With tax authorities estimating the loss at nearly R100 billion a year, it is one of the biggest threats to stability and economic growth, says the organisation, which has just published a report, Organised Crime, Corruption and Illicit Trade: Spotlight on South Africa, compiled by the Transnational Alliance to Combat Illicit Trade.

“The magnitude of the losses is staggering, draining revenue and resources from an economy that could usefully benefit from increasing investment in infrastructure and improving living conditions for citizens,” says the report.

“For example, the South African Revenue Service (Sars) estimates that illicit trade costs the South African economy R100 billion every year.
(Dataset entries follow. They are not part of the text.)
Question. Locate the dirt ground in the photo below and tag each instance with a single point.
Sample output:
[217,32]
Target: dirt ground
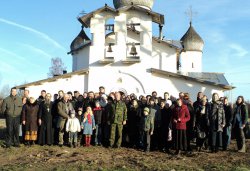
[99,158]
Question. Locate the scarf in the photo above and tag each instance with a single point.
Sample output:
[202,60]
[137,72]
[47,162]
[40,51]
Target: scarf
[89,119]
[97,108]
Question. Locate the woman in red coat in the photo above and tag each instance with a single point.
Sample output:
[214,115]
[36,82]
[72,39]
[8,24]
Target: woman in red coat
[180,117]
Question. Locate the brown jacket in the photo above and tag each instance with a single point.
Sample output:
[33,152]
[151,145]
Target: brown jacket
[64,108]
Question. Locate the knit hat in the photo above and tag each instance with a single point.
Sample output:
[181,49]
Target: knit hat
[72,112]
[146,109]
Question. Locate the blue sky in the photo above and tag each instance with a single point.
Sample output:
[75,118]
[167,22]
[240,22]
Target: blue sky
[33,32]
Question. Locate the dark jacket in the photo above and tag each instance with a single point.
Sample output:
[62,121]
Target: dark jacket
[240,115]
[12,106]
[30,116]
[182,113]
[166,116]
[228,115]
[134,118]
[45,112]
[147,123]
[118,112]
[216,116]
[98,115]
[64,109]
[201,119]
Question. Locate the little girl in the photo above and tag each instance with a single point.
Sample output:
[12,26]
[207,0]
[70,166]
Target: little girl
[88,125]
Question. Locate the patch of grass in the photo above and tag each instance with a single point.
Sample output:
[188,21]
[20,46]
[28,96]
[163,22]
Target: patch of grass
[240,168]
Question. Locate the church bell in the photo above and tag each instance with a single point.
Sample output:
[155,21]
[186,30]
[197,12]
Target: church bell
[133,50]
[110,48]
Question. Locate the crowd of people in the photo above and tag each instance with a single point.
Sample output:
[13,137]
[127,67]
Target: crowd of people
[114,120]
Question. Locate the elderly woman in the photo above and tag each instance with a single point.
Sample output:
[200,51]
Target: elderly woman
[45,121]
[30,120]
[201,123]
[180,117]
[217,122]
[239,122]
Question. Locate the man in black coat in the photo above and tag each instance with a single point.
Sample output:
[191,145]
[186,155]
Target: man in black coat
[12,108]
[45,122]
[226,136]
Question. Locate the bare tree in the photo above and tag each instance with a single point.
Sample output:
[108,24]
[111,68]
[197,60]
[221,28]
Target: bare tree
[57,67]
[5,91]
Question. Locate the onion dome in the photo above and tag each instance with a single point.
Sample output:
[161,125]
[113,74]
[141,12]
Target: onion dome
[191,41]
[148,4]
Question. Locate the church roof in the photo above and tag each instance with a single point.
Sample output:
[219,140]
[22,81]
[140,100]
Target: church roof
[145,3]
[171,43]
[156,17]
[191,41]
[85,19]
[218,78]
[53,79]
[209,80]
[81,40]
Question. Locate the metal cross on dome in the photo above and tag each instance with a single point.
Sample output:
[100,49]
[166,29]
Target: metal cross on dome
[190,13]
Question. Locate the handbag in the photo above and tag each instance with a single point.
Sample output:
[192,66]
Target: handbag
[170,135]
[201,134]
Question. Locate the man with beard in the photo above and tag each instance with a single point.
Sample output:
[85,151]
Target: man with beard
[12,108]
[197,103]
[45,122]
[55,115]
[63,107]
[118,118]
[41,98]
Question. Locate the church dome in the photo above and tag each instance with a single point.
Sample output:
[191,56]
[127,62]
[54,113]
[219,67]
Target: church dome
[191,41]
[143,3]
[80,40]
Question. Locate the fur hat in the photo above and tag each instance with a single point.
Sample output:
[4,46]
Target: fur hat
[146,109]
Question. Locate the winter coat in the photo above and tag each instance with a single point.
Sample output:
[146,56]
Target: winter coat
[240,116]
[98,115]
[181,113]
[166,116]
[216,116]
[12,106]
[73,125]
[46,129]
[88,124]
[30,116]
[228,115]
[64,109]
[118,113]
[134,117]
[147,123]
[201,120]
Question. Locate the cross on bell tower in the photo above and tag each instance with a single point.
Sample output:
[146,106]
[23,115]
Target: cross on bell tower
[190,13]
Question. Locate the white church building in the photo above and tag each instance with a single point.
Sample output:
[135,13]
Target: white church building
[122,54]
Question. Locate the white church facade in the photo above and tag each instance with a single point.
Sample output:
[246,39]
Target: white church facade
[124,55]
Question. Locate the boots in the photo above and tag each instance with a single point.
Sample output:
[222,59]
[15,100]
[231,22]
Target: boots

In terms of lost tax revenues, Business Leadership South Africa estimates that the country loses around R250 million a day.”

According to advocacy group FairPlay, the report says illicit trade is happening in multiple areas, including alcohol, cigarettes, fishing, mining, counterfeit electronics, pharmaceuticals, food, and apparel.

The proliferation of illicit trade poses a “top 5” risk to the South African economy, according to the World Economic Forum.

“Although South Africa’s regulatory bodies, institutions and enforcement agencies are well rounded and in line with international standards, persistent capacity constraints and skills shortages impede effective enforcement.

“Even though Sars is rebuilding capacity to address illicit trade, vacancies and lack of expertise remain acute.”

The report does not specifically mention poultry, says FairPlay, where illicit trade is a long-standing concern. Under the poultry master plan, a task team including Sars has been formed to combat illicit chicken imports and to detect and prevent any instances where high-tariff consignments may be wrongly labelled as lower-tariff products, resulting in lost revenue to the fiscus.

The report says South Africa should consider appointing an independent and specialised “Anti-Illicit Trade Coordinator” with high-level authority, strengthen coordination with neighbouring states, and improve public awareness of the threats posed by illicit trade.